Hoje, uma das grandes preocupações das empresas do setor privado é a aplicação de sanções e multas por conta de incidentes de Segurança da Informação que envolvam vazamento de dados pessoais. A previsão é de que, a partir de agosto, essa punição possa ser aplicada pela Autoridade, em caso de violação da Lei. Mas será que a ANPD estará preparada para a correta aplicação desse recurso, dentro do prazo previsto? Essas e outras questões importantes são respondidas pelo Diretor da ANPD nessa entrevista exclusiva.

  

Graça Sermoud: O senhor acredita na possibilidade de adiar a entrada em vigor das sanções em agosto, como já está previsto? O PL de 19 de fevereiro, do Deputado Eduardo Bismark, propõe alterar o art. 65 da Lei nº 13.709, de 14 de agosto de 2018, para determinar a postergação, até o dia 1º de janeiro de 2022, das multas administrativas previstas na Lei Geral de Proteção de Dados Pessoais (LGPD).

 

Arthur Sabatt: Eu acredito que não. Nessa altura, seria muito difícil que as multas fossem postergadas.

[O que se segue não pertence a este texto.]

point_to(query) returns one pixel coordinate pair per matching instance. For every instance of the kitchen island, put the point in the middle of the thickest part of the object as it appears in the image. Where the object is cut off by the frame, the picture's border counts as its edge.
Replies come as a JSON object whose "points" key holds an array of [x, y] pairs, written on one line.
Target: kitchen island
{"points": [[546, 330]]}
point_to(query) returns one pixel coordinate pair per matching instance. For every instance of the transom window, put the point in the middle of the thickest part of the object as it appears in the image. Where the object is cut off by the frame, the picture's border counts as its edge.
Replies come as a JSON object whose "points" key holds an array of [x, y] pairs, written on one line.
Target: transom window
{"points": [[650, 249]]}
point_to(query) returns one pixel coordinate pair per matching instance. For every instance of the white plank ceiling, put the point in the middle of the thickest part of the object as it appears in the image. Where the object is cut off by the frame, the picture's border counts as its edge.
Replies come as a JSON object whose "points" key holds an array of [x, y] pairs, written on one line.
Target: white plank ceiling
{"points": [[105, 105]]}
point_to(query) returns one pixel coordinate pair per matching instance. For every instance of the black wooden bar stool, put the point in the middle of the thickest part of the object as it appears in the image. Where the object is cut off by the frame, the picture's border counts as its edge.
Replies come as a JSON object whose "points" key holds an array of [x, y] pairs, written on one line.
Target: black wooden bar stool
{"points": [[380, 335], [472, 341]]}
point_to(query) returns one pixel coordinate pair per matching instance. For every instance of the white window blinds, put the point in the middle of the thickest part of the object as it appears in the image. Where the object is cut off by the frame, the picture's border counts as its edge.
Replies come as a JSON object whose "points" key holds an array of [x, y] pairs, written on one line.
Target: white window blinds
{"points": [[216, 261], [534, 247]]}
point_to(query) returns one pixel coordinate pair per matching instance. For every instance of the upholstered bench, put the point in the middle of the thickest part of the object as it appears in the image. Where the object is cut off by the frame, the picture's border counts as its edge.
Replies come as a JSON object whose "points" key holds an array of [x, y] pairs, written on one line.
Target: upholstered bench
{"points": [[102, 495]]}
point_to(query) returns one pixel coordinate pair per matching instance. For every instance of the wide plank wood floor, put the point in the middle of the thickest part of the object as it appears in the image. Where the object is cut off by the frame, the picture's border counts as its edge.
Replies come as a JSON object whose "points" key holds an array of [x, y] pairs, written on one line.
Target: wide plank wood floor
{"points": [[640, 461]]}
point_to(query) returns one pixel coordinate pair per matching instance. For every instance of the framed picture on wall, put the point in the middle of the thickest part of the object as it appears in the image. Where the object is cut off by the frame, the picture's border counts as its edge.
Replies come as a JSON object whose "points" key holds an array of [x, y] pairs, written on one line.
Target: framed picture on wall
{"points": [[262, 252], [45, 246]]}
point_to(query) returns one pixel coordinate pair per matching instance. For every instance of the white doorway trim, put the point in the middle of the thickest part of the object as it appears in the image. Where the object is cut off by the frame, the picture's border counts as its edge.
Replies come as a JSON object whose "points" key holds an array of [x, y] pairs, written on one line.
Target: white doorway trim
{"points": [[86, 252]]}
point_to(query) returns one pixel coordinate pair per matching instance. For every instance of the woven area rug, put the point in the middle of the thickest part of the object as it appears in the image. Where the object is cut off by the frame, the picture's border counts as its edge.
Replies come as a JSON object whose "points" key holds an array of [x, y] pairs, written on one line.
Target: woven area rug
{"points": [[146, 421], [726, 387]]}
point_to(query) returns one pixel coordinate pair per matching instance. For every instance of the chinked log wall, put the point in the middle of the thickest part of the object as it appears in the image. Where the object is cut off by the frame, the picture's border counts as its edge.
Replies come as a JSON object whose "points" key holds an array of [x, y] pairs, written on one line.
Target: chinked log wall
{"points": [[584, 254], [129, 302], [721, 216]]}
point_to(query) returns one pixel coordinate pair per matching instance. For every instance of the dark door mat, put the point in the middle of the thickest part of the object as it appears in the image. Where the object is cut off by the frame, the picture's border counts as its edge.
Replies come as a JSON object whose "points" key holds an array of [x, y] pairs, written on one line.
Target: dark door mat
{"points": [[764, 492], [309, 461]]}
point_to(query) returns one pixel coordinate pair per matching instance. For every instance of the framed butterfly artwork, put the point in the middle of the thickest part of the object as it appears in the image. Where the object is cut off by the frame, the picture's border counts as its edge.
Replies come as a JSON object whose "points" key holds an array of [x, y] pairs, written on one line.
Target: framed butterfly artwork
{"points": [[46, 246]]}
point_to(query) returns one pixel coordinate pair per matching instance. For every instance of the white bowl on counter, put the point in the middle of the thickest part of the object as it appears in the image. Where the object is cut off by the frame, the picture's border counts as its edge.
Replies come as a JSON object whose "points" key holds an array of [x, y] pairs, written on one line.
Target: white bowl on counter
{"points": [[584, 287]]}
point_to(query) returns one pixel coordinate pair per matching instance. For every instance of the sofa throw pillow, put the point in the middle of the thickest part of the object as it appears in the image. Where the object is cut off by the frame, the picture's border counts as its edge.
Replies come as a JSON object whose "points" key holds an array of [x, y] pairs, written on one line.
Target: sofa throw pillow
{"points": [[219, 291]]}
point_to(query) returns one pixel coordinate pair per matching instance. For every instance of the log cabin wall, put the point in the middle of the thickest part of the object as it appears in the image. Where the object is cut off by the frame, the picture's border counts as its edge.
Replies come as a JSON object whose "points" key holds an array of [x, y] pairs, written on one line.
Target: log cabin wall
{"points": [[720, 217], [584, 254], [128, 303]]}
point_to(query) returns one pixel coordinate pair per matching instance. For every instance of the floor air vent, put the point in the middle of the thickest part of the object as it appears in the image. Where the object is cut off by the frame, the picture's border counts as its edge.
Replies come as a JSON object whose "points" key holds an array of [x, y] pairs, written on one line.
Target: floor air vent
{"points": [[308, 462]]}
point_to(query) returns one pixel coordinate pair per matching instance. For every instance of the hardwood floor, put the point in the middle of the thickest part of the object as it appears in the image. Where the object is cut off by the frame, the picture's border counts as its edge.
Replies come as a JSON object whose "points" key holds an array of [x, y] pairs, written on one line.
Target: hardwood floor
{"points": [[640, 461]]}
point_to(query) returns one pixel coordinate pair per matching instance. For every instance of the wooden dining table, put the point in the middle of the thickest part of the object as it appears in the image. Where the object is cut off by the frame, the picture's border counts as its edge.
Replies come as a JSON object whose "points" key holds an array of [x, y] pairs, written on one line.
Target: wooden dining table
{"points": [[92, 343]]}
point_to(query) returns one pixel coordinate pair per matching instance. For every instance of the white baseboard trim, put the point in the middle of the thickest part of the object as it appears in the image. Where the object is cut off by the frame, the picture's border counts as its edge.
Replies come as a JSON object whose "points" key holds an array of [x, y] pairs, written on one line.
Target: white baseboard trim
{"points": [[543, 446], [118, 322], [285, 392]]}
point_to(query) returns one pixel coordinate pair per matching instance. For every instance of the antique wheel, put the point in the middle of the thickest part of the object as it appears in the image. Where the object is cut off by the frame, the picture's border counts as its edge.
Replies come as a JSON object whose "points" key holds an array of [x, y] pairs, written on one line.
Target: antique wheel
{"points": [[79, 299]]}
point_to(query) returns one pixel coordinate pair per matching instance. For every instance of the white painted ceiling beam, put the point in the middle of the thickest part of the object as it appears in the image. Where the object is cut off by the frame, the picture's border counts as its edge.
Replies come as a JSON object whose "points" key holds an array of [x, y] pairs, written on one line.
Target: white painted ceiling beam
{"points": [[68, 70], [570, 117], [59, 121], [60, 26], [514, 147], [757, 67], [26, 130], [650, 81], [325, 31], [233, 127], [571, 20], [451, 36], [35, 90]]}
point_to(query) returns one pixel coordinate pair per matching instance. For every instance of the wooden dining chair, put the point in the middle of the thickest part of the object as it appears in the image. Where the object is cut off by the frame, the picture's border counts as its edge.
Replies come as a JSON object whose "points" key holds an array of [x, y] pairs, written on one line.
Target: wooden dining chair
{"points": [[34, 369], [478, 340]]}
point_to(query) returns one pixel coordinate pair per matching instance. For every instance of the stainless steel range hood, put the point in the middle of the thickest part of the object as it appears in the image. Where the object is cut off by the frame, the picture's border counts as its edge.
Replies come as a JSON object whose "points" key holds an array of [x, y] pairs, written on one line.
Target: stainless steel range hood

Quando a LGPD entrou em vigor, o Congresso já havia aceitado a data de primeiro de agosto, acredito que qualquer esforço no sentido de postergar isso não vai ser bem recebido. O caráter da ANPD não é punitivo, ela vai realizar fiscalizações, mas com viés de orientação, a agenda da Autoridade está calcada em regulamentar aspectos que a própria Lei deixou, nosso foco não é a sanção.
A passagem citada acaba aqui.